Even taking into account that the book was designed to cash in on Trap’s Salzburg success last year, it’s still a disappointing rush-job. The Heysel disaster, a defining and epochal event in the man’s life, is skimmed over in three pages, two of them taken up with a brief essay written in 2005 by a third party. Even the few insights into Trap’s personality are unsurprising, such as his perennial bad temper – everyone’s seen the crazed YouTube clip from his second stint at Bayern, but in his first there a spasm of fury during a match led him to headbutt a huge soft-drink advertising display next to the dug-out.
That first sojourn in Munich was a nightmare (“We’re playing scaredy-cat football,” Franz Beckenbauer sneered), but in the second he won the title. He treated all players identically regardless of rank, which went down badly with such stars as Lothar Matthäus and Jürgen Klinsmann (the latter had previously been a thorn in Trap’s side at Inter). Still, when they won the league, he got to belt out Italian songs on the balcony of Munich’s city hall while clad in Bavarian dress.
The Irish angle is one chapter about the tortuous process of his appointment, hastily tacked on at the end and written in the present tense. Reading between the lines elsewhere, it seems that Trap’s Ireland will be either boringly effective or Kerr on a bigger budget. He sees his style as “attack-minded defence” rather than defensive football, though this may be mere word games.
The authors throw in titbits of mild interest, such as Trap’s failed attempt to sign the brilliant Algerian Rabah Madjer for Inter, or his ownership of 3,000 classical CDs. More often, though, it’s anecdotus interruptus. Juventus’s 1983 European Cup final defeat by Hamburg “stuck in Trapattoni’s gut for a long time, and probably still bothers him today”. Doubtless it does, but for which specific reasons? We aren’t told. Earlier, the authors imply that Trap came back from a spying mission on the Germans knowing Juve would lose – but, again, they don’t elaborate.
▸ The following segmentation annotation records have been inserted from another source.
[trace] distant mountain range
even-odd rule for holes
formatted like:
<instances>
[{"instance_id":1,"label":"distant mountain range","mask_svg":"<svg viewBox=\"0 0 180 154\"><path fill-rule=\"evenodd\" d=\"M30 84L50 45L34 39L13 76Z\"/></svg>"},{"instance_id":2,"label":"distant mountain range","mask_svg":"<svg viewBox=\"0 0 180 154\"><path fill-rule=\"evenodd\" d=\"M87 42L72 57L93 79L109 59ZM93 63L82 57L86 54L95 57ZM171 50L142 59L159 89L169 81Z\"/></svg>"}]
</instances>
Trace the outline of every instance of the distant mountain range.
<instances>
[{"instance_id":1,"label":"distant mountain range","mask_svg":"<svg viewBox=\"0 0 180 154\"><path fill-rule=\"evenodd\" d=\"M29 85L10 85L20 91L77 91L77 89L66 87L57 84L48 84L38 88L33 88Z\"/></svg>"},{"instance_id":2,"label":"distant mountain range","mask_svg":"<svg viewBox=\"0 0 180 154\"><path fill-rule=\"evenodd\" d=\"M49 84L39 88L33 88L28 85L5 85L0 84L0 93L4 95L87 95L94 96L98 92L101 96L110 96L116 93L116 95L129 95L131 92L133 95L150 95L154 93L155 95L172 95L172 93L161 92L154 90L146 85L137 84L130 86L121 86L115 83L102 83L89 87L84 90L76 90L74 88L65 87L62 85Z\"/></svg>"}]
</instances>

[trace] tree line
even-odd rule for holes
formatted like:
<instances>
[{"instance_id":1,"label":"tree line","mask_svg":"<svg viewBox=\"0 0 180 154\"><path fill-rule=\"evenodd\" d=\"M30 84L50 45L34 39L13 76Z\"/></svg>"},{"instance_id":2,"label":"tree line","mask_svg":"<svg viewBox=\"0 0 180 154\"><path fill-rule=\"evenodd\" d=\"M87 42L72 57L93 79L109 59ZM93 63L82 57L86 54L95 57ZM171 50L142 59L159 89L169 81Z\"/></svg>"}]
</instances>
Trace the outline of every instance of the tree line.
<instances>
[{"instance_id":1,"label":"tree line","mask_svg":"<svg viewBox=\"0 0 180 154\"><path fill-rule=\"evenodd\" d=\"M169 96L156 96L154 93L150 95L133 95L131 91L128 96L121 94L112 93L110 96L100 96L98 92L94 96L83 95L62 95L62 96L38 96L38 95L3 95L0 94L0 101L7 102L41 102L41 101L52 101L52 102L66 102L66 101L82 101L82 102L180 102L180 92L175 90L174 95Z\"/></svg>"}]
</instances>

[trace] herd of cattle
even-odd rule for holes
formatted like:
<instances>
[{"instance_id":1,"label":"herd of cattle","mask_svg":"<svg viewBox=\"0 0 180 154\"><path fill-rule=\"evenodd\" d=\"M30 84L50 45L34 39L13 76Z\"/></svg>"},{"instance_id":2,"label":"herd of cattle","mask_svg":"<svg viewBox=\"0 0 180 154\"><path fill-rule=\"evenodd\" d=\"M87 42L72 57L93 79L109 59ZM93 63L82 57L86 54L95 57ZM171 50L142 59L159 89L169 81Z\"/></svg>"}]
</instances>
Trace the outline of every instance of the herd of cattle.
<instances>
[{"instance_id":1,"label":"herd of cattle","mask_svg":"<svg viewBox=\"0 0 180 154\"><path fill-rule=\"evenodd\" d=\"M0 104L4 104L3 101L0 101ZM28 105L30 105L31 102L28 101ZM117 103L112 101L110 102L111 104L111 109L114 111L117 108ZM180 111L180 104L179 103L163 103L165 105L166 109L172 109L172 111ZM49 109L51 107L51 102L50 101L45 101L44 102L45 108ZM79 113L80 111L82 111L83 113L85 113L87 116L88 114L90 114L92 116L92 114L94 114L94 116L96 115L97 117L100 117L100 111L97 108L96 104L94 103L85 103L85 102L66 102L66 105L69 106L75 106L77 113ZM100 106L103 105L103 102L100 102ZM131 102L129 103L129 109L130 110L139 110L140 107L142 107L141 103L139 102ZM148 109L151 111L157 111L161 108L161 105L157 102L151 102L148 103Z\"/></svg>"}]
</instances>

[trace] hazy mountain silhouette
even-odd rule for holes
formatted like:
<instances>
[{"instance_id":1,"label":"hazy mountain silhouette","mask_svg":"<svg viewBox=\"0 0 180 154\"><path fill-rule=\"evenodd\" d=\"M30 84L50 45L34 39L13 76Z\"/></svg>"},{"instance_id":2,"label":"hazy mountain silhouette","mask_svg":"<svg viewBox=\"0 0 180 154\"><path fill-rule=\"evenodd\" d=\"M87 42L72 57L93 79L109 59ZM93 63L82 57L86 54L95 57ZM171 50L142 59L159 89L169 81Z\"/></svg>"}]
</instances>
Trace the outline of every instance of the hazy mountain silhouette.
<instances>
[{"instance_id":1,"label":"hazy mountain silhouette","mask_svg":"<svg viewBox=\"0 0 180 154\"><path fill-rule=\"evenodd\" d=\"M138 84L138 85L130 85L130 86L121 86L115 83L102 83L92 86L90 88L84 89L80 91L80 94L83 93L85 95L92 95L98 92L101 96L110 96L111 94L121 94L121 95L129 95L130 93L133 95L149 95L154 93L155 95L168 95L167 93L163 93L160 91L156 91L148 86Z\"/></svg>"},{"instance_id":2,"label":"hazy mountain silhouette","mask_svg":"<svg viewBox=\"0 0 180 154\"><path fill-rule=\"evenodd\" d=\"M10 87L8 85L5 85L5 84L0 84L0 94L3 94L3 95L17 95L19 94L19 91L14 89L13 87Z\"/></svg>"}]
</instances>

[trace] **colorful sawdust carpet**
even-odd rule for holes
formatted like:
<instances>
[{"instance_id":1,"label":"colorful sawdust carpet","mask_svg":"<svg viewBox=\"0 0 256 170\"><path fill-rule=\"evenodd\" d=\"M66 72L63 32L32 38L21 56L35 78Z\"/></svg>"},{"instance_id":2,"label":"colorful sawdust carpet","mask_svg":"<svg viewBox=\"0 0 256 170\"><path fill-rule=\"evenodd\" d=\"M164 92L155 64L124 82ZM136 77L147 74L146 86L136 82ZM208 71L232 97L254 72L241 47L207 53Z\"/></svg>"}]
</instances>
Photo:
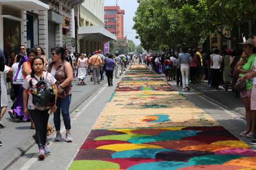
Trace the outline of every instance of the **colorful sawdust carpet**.
<instances>
[{"instance_id":1,"label":"colorful sawdust carpet","mask_svg":"<svg viewBox=\"0 0 256 170\"><path fill-rule=\"evenodd\" d=\"M256 152L144 66L132 66L69 170L242 170Z\"/></svg>"}]
</instances>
There are some bizarre errors, possibly down to mistranslation, including Club Brugge being renamed “Piemont” (the German for Juventus’s home province) when their famous 1978 win over Juve is mentioned. Elsewhere, after a summary of a Milan derby, it is claimed that “Maradona was the talisman for Napoli that day”.
A Life In Football won’t tell you anything about Trap’s plans for Ireland, apart from the already well established facts that he’s a serial disciplinarian and likes to defend 1-0 leads rather than pushing for a second goal. There are tiny chunks of fresh information buried here, but it’s hardly worth shovelling through the other 180-odd pages to find them.